It’s easy to regard time as a commodity—we even speak of "saving" or "spending" it. We often regard it as an enemy, when we feel it slipping away before we’re ready for time to be up. The Zen view of time is radically different than that: time is not something separate from our life; rather, our life is time. Understand this, says Dainin Katagiri Roshi, and you can live fully and freely right where you are in each moment.
Katagiri bases his teaching on Being Time, a text by the most famous of all Zen masters, Eihei Dogen (1200–1253), to show that time is a creative, dynamic process that continuously produces the universe and everything in it—and that to understand this is to discover a gateway to freedom from the dissatisfactions of everyday life. He guides us in contemplating impermanence, the present moment, and the ungraspable nature of past and future. He discusses time as part of our inner being, made manifest through constant change in ourselves and our surroundings. And these ideas are by no means metaphysical abstractions: they can be directly perceived by any of us through meditation.

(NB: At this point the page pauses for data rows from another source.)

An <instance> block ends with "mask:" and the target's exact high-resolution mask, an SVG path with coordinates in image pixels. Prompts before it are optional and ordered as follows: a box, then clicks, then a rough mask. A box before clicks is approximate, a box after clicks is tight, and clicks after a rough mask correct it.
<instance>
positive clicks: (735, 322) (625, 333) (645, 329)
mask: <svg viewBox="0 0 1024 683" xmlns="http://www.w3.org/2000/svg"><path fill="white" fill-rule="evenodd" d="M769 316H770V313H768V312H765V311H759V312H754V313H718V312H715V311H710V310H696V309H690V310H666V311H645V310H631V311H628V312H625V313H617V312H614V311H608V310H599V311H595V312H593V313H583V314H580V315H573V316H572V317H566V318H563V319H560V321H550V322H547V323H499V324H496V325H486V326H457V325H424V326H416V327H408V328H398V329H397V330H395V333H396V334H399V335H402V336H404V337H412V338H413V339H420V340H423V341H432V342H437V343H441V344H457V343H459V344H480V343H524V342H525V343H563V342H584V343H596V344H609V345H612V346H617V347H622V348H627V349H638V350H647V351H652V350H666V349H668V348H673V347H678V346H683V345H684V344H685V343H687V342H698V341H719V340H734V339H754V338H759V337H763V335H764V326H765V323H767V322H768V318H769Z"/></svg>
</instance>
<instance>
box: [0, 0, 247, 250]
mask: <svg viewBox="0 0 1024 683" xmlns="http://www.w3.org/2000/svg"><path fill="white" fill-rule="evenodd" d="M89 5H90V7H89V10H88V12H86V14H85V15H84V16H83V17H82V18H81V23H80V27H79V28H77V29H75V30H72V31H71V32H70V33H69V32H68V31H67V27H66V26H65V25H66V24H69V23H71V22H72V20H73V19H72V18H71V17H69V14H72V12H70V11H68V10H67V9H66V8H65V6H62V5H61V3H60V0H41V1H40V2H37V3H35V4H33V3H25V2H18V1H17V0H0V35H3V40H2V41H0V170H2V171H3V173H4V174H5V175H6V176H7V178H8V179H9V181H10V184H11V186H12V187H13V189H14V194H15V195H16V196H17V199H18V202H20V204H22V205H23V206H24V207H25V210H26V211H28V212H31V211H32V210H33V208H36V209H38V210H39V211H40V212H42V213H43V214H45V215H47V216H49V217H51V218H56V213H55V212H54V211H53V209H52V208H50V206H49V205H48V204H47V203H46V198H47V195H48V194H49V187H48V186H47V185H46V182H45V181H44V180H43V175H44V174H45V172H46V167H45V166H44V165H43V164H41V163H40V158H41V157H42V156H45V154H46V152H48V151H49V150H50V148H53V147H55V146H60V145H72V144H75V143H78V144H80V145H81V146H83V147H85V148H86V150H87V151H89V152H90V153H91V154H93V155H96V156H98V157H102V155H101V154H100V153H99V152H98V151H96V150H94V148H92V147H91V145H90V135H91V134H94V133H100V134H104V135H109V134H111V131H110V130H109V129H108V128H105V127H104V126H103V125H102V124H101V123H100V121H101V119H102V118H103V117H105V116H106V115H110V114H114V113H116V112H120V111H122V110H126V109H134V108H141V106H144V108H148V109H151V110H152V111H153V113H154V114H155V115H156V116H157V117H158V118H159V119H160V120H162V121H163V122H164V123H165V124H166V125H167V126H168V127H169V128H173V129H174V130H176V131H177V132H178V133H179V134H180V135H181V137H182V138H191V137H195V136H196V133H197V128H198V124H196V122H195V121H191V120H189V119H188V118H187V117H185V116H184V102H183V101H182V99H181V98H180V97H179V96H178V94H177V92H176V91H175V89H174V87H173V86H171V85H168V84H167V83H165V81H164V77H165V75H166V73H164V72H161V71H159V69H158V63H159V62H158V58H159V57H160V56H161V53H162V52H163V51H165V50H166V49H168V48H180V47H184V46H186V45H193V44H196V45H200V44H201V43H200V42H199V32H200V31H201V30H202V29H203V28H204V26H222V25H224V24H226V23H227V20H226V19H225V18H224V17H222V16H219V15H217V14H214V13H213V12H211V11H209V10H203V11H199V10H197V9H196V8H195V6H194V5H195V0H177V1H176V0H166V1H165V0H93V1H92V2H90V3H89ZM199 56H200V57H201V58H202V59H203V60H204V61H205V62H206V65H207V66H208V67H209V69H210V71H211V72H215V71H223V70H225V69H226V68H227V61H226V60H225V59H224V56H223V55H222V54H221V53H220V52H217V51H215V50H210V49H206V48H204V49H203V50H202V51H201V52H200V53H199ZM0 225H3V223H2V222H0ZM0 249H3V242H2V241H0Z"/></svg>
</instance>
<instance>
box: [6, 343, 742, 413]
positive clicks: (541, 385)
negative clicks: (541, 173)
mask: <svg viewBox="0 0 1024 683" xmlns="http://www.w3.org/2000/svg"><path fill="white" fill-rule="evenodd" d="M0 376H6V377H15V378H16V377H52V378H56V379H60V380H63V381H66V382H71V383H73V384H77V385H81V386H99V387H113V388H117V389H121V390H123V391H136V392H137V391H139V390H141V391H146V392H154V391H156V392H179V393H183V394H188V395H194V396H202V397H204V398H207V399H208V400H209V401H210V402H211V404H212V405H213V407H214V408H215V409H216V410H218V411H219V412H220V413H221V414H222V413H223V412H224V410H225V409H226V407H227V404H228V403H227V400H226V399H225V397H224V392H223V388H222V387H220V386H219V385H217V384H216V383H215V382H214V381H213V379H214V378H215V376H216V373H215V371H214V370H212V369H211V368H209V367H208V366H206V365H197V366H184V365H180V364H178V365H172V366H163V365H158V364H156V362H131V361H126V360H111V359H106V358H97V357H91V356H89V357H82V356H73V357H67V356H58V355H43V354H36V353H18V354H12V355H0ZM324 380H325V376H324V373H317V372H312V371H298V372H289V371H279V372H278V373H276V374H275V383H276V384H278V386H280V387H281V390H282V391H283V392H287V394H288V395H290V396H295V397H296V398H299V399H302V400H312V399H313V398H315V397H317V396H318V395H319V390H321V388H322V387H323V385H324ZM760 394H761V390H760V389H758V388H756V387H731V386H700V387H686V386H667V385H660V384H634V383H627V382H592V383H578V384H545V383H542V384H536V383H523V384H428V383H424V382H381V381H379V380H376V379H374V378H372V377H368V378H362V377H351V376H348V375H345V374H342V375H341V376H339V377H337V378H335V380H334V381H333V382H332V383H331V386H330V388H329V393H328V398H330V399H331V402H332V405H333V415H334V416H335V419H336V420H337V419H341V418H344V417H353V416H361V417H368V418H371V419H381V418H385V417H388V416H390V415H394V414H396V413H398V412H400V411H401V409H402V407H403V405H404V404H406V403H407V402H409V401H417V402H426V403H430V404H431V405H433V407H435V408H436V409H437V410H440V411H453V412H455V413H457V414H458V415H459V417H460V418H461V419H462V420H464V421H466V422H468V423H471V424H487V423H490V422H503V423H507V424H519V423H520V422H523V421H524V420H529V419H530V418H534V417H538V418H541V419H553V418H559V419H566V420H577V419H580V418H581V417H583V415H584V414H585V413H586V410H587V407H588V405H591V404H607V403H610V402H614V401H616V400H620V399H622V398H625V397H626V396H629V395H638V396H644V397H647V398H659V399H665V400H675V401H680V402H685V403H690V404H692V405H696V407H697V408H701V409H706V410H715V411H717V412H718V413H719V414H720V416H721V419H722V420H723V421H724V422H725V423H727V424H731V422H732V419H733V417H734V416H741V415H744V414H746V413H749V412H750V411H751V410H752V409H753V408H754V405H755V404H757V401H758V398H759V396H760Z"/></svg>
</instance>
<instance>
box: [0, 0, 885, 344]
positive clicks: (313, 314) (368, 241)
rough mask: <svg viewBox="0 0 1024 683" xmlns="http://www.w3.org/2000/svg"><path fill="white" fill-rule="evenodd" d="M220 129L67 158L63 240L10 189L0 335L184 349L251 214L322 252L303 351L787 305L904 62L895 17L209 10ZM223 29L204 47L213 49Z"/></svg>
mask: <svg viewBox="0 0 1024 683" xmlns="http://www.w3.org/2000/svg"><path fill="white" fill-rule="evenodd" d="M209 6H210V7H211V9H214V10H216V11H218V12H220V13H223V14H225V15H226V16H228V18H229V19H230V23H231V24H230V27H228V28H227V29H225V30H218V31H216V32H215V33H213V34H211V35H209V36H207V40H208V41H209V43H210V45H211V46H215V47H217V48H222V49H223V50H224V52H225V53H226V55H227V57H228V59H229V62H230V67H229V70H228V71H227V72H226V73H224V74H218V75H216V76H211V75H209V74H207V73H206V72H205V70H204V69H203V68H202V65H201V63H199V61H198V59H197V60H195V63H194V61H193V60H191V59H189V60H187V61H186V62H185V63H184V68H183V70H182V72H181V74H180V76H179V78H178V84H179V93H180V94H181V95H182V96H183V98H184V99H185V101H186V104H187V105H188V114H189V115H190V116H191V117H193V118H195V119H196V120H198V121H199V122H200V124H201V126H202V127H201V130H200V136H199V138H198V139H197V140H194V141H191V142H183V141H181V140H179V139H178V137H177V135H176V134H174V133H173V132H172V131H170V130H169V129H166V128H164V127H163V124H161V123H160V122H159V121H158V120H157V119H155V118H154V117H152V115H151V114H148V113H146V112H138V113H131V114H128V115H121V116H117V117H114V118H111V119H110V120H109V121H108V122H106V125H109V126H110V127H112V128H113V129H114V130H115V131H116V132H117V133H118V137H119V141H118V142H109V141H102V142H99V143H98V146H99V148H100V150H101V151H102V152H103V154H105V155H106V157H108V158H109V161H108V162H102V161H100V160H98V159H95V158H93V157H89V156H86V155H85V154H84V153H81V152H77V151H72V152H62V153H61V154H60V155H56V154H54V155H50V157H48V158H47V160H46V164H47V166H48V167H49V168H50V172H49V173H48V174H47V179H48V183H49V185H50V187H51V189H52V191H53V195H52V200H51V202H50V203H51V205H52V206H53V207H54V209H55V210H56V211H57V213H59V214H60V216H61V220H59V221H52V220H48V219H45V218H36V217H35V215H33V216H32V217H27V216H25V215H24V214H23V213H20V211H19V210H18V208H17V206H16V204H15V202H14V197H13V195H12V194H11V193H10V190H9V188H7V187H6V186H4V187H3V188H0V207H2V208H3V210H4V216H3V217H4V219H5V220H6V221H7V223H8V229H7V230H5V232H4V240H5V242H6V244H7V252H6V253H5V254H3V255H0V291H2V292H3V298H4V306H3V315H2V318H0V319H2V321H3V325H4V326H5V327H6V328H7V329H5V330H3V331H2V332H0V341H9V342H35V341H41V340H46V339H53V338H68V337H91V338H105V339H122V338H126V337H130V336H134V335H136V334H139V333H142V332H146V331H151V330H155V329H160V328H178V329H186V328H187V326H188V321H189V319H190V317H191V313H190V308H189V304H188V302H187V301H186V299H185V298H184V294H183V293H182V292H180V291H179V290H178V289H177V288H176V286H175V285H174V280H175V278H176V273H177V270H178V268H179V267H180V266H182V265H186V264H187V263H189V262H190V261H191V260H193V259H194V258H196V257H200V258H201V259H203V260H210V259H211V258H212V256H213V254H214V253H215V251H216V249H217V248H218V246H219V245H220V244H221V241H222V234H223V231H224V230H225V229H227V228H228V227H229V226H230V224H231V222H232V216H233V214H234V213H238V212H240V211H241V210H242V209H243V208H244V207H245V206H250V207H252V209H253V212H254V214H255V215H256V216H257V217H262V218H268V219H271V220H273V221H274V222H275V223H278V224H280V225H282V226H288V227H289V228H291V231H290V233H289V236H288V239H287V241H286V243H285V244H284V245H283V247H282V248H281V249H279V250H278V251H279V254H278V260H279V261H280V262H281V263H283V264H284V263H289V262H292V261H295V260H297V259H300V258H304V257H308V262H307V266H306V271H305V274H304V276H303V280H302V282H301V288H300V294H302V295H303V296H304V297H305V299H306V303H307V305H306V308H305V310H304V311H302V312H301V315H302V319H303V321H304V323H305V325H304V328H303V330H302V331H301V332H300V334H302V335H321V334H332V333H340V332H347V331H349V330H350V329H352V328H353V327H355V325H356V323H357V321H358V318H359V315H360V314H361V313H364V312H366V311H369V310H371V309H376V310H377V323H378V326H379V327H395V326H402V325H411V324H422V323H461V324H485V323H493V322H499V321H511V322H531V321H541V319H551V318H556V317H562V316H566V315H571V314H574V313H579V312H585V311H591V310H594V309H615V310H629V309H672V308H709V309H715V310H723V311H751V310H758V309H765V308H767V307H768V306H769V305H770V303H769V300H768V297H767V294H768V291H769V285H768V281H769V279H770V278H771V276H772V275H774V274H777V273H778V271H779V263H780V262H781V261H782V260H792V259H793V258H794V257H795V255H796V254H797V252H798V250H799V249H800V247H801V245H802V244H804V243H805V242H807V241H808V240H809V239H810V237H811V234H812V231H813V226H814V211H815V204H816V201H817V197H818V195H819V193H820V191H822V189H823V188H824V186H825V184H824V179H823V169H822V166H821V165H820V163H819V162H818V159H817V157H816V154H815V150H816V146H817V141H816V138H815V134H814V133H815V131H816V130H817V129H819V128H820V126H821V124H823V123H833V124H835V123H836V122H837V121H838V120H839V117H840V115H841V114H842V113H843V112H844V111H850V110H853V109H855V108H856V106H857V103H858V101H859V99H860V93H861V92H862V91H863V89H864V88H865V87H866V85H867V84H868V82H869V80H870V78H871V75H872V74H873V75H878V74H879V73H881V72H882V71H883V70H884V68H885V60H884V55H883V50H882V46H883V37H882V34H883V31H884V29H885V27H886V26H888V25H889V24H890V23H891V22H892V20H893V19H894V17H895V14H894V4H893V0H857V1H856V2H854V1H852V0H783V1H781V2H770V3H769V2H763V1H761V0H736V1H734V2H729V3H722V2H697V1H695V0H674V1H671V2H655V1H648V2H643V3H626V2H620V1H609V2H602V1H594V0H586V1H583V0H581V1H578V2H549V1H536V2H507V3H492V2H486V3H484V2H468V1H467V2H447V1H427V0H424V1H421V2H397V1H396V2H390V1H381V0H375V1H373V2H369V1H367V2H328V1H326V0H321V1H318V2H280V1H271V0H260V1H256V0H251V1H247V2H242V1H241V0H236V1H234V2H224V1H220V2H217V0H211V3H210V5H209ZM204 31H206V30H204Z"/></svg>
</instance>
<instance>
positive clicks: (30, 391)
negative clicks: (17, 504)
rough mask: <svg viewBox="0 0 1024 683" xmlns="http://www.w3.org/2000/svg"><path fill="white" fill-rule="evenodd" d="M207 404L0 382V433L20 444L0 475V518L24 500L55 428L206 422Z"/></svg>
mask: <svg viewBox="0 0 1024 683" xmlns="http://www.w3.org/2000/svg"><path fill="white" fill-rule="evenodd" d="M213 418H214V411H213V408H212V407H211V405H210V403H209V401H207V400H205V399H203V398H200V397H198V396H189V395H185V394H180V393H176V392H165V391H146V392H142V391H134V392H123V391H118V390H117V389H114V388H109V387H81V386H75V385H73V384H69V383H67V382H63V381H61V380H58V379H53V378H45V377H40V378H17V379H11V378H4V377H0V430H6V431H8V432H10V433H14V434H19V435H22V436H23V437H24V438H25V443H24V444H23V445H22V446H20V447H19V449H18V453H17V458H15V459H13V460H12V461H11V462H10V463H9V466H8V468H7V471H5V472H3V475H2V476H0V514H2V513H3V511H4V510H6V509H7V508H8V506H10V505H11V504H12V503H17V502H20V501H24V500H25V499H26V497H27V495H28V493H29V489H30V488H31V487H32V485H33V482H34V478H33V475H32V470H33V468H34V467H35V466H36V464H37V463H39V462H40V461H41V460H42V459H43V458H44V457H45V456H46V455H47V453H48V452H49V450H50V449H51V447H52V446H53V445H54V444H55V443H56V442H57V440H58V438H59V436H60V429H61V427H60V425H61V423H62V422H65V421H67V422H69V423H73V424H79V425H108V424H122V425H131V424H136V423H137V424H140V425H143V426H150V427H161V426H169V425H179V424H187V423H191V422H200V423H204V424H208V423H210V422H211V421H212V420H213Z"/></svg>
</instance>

To learn more about the author, visit his website: www.mnzencenter.org
About the author
Born in Osaka, Japan, in 1928, Dainin Katagiri was trained traditionally as a Zen teacher. He first came to the United States in 1963, to help with a Soto Zen Temple in Los Angeles. He later joined Shunryu Suzuki Roshi at the San Francisco Zen Center and taught there until Suzuki Roshi’s death in 1971. He was then invited to form a new Zen center in Minneapolis, which, in addition to a monastery in the countryside of Minnesota, he oversaw until his death in 1990. He left behind a legacy of recorded teachings and twelve Dharma heirs. Katagiri is the author of several books, including Returning to Silence and You Have to Say Something.